Out-Law News 2 min. read

Fine shows companies must promote competition law compliance within the workforce, says expert


Enforcement action taken against a fridge supplier over conditions the company placed on the resale price of its products in internet sales shows the need for all companies to promote competition law compliance within their workforce, an expert has said.

On Tuesday the UK's Competition and Markets Authority (CMA) announced that it had imposed a fine of £2,298,820 on ITW Ltd for a breach of competition rules. The regulator took issue with resale price maintenance (RPM) the company had engaged in in internet sales and subsequently admitted to.

The CMA said ITW, through its Foster Refrigerator division, had employed a ‘minimum advertised price’ policy that restricted the price that its goods could be advertised for online by distributors. The company threatened to charge its dealers "higher cost prices for Foster products" or to stop supplying the products altogether if the distributors advertised the fridges below the minimum price.

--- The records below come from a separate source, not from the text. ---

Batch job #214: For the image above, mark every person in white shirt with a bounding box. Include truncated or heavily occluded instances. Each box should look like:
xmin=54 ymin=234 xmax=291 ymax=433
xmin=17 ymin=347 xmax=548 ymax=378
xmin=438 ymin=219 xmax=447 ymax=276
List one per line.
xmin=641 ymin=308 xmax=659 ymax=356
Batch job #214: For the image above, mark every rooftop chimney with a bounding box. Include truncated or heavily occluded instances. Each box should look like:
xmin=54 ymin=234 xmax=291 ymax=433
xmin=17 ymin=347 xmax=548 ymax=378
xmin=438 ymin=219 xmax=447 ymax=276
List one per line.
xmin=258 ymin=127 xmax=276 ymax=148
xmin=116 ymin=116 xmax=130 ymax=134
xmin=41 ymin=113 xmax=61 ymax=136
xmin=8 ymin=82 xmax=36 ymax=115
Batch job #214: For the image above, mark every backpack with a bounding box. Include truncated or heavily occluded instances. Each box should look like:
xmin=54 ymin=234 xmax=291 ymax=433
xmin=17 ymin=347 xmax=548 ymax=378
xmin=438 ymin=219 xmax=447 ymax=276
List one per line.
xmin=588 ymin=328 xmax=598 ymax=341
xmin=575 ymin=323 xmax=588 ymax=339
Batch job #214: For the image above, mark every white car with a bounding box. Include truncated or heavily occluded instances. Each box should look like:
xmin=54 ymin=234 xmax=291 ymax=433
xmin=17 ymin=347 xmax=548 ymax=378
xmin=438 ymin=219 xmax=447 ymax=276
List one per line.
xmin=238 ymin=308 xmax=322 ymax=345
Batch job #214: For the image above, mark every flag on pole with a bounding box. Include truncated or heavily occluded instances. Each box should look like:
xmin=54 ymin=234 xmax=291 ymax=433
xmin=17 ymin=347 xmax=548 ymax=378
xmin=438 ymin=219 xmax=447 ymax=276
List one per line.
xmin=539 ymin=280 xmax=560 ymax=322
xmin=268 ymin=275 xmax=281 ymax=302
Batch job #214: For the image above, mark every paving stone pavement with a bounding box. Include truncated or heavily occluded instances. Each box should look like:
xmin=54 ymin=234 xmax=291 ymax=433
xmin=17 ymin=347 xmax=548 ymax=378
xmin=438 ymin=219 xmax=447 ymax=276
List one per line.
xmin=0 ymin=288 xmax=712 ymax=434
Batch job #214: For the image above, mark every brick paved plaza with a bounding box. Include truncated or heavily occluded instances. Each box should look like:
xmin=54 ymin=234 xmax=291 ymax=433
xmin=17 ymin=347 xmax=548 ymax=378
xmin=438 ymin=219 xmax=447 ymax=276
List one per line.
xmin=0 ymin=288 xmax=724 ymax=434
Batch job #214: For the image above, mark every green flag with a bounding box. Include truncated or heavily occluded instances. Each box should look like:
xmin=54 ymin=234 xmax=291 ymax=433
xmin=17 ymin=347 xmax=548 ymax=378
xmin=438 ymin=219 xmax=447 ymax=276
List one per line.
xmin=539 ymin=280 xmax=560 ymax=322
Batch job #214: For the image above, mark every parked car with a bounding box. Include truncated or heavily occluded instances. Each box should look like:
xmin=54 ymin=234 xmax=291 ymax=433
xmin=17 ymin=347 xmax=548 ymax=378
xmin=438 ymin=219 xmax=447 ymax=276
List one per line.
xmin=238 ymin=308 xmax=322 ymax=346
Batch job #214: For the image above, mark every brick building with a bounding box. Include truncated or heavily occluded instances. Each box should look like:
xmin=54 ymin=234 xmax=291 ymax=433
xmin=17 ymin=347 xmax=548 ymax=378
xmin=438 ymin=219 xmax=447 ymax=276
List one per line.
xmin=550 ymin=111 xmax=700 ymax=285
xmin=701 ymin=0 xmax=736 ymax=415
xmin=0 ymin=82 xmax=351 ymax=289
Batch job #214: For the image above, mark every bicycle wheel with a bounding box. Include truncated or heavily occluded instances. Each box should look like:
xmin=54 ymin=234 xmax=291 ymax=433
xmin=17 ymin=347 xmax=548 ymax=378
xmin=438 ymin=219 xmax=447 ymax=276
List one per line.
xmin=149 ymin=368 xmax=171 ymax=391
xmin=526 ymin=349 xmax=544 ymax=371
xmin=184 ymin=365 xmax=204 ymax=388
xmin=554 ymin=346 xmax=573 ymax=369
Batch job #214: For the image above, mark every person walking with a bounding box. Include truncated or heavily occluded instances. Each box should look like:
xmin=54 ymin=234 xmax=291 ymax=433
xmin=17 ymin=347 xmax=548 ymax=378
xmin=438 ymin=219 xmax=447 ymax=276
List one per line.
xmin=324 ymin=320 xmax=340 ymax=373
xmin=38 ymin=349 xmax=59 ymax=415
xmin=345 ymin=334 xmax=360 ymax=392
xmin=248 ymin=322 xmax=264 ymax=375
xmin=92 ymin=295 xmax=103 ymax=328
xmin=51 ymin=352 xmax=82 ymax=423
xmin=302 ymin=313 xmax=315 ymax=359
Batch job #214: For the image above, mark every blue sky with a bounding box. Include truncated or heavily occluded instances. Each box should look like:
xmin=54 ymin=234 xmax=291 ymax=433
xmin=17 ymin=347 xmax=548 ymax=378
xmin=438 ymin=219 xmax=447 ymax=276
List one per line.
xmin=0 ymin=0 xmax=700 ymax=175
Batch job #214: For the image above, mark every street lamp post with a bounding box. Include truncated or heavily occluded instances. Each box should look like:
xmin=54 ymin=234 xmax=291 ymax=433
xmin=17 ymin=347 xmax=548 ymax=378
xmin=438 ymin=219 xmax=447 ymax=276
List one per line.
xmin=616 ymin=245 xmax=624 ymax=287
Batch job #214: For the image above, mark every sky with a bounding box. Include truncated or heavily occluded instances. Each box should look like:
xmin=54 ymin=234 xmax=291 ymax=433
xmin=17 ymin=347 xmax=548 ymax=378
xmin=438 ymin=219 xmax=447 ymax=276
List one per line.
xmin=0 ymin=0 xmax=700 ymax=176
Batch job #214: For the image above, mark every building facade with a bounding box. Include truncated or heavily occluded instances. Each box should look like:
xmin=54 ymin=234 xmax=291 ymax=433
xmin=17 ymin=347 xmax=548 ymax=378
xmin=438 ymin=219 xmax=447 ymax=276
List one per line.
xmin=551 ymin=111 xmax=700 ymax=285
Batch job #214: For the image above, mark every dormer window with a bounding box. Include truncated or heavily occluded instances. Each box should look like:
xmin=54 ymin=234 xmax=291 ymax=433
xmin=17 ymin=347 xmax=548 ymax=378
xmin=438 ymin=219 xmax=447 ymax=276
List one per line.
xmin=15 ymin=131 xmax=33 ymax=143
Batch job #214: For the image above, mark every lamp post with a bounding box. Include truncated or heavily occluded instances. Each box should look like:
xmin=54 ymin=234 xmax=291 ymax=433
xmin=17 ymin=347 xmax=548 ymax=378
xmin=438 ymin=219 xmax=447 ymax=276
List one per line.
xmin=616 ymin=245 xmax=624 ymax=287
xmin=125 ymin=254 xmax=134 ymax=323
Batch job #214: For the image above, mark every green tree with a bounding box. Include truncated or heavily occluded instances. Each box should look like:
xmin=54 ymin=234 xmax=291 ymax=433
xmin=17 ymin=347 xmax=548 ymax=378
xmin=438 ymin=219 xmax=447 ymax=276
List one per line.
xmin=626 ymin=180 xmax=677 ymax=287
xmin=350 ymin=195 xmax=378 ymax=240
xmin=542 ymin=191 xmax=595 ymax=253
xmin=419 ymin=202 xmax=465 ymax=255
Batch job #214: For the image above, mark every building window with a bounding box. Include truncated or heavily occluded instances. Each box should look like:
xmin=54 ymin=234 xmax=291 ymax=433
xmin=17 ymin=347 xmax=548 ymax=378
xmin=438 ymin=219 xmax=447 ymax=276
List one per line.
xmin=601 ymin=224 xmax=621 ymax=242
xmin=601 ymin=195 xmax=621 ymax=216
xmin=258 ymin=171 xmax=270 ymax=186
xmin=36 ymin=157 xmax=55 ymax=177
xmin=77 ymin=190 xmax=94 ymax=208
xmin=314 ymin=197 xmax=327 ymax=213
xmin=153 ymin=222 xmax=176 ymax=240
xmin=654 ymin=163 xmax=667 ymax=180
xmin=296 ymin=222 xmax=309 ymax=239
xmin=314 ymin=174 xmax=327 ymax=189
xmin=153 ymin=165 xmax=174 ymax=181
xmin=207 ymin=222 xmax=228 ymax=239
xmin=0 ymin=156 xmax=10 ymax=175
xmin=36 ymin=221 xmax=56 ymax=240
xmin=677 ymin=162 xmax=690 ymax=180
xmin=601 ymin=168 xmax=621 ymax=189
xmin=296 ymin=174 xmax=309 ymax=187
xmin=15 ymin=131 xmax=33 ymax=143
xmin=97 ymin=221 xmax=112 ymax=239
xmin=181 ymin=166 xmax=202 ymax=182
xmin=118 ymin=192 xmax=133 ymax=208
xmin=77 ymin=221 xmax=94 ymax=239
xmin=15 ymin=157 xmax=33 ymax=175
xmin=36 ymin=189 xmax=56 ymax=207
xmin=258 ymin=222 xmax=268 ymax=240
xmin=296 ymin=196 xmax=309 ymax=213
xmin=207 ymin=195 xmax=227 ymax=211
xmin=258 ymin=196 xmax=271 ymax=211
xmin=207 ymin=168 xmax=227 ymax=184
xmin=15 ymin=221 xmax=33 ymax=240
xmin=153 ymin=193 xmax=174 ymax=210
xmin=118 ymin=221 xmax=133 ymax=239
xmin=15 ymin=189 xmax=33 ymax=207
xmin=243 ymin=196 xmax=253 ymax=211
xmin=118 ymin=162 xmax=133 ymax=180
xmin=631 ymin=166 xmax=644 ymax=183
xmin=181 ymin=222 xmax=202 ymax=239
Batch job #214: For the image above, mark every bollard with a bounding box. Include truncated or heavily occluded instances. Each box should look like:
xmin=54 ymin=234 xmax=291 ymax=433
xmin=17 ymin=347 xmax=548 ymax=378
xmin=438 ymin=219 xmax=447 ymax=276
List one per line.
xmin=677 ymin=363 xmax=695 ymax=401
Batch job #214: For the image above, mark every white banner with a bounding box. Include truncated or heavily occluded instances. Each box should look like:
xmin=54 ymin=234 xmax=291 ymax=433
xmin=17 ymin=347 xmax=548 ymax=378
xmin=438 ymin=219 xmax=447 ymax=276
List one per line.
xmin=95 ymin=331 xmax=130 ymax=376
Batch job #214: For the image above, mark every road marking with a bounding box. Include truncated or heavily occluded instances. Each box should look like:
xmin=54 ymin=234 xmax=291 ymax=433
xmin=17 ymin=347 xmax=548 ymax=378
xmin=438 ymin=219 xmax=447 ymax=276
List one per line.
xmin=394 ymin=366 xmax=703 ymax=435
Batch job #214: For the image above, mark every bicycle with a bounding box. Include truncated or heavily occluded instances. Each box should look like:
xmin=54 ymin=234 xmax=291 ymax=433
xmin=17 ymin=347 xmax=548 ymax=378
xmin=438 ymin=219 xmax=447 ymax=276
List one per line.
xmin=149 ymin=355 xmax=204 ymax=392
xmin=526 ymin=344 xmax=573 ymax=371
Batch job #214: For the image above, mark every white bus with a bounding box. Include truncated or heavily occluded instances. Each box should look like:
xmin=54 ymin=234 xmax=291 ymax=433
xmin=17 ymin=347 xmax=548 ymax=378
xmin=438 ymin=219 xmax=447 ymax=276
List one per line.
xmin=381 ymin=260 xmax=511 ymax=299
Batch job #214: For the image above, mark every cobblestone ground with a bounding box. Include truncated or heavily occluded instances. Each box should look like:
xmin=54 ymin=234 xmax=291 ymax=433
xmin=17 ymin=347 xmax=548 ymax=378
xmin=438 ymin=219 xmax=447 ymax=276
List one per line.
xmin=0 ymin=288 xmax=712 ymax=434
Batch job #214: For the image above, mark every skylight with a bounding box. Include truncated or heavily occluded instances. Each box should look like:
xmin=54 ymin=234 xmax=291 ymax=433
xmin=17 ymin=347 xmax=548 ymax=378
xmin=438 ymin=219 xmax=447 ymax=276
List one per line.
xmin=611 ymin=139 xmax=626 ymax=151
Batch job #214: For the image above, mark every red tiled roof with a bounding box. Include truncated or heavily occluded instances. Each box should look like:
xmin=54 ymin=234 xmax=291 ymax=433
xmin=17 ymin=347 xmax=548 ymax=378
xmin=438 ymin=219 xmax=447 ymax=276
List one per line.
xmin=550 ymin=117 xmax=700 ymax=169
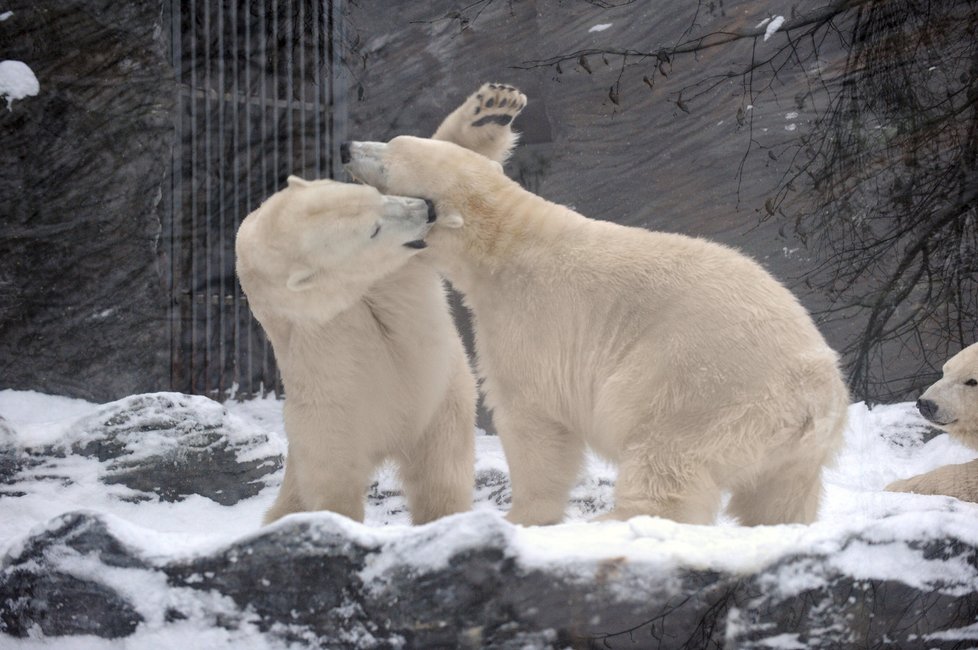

The CMA said that ITW's actions amounted to a breach of the UK's Competition Act. The fine served on ITW was discounted by 10% after the company agreed to set up a "comprehensive programme to train its staff in compliance with competition law". A further 20% reduction on the level of fine was also applied to account for "savings due to ITW’s admission and co-operation with the CMA under a settlement agreement", the authority said.

"RPM is illegal because it stops dealers setting their prices independently to attract more customers," the CMA said. "Whilst the CMA has decided only to impose a penalty on the supplier in this case, dealers should be aware that they can also be fined for entering into RPM agreements with suppliers."

Competition law specialist Caroline Janssens of Pinsent Masons, the law firm behind Out-Law.com, said: "This case shows once again that so-called 'vertical' restrictions between suppliers and distributors, particularly those involving vertical price-fixing in relation to online sales, remain a key area of concern for the CMA and remain very high on its radar."

"This case also emphasises the importance for businesses to invest time and resources in promoting an understanding of competition law among their employees. One way of doing this is to devise and actively implement a robust and tailored competition compliance policy. Not only a compliance policy that minimises the risk of breach in the first place, but if the company is investigated for anti-competitive behaviour, evidence of a compliance policy may be taken into account by the CMA and can lead to a reduction in fine," she said.

In its statement the CMA also said that it had sent "warning letters" to 20 other companies operating in the commercial catering equipment sector. The regulator believes those companies might have engaged" in similar internet sales practices" to those ITW had deployed, it said.

"The warning letters have been sent to suppliers of commercial catering equipment that may have implemented minimum advertising price polices and also to dealers that may have agreed to apply the policies imposed by their suppliers," the CMA said. "A warning letter does not itself mean that a company has been found to have broken competition law. However, if necessary, the CMA will also take further enforcement action against companies which participate in RPM."

Ann Pope, senior director at the CMA, said that the regulator "takes vertical price-fixing seriously" and is "focused on tackling anti-competitive practices that diminish the many benefits of e-commerce across all sectors".

The CMA recently fined a bathroom fitting company for engaging in RPM.